Participants and comparisons
A total of 5102 newly diagnosed patients with type 2 diabetes, defined as fasting plasma glucose above 6 mmol/l on two occasions, aged 25–65 years (mean age 53) were recruited in 23 centres. After initial dietary treatment, 4209 patients had fasting plasma glucose concentrations of 6.1-15 mmol/l without symptoms of hyperglycaemia. Of these, 342 overweight patients were randomised to metformin, leaving 3867 patients who entered the main randomisation and were allocated either to conventional management (mainly through diet, 1138 patients), or to intensive management with insulin (1156) or sulphonylureas (1573). The aim of the conventional policy was to maintain patients free of diabetic symptoms and with a fasting plasma glucose concentration below 15 mmol/l, whereas the intensive policy was aimed at a fasting plasma glucose concentration below 6 mmol/l. All patients in the main randomisation were included in this economic evaluation. The median follow up period to death, the last known date at which survival was known, or to the end of the trial was 10 years. The main clinical end points analysed were death or the development of diabetic complications, including coronary heart disease, cerebrovascular disease, amputation, laser treatment for retinopathy, cataract extraction, and renal failure. All analyses and comparisons were performed on an intention to treat basis.
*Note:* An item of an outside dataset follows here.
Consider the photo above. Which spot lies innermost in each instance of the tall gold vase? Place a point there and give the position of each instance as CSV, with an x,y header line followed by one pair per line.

Type of evaluation and perspective
We performed an incremental cost effectiveness analysis in which the net costs and net effectiveness of intensive compared with conventional management were calculated and expressed as a ratio. The main perspective of the economic evaluation was that of healthcare purchasers. Only direct health service costs were analysed. These costs covered conventional and intensive treatments, visits to diabetic clinics and tests, and treatment of diabetic complications, including inpatient stays and outpatient health care. We also compared the costs of conventional policy with the insulin and sulphonylurea intensive policies separately.
For each patient, data were collected at three monthly clinic visits on the doses of all drugs used for treating diabetes (insulin, sulphonylureas, metformin); the number of home blood glucose tests; the dose of the three main drugs for hypertension (captopril, atenolol, nifedipine); whether the patient was taking diuretics, methyldopa, calcium channel blockers, vasodilators, or other antihypertensive drugs; and whether the patient was taking aspirin, antidepressant drugs, hormone replacement therapy, anxiolytics, or any other drugs. When treatment doses were not recorded, missing values were replaced by extrapolation from adjacent values for that patient. Last observation carried forward was used to impute missing data when necessary.
Data on the date and duration of each hospital admission were collected at every clinic visit. These were coded by using ICD-9 and ICD-10 classifications for prime cause of admission and Office of Population Censuses and Surveys (OPCS-4) codes for all procedures undertaken. In addition, a separate record was maintained of all angiograms, angioplasties, and bypass grafts for coronary or peripheral vascular disease. All hospital admissions were also allocated by two clinicians to one of 40 national standard specialty codes. Missing values for hospital lengths of stay were replaced with the mean value for all patients in that specialty.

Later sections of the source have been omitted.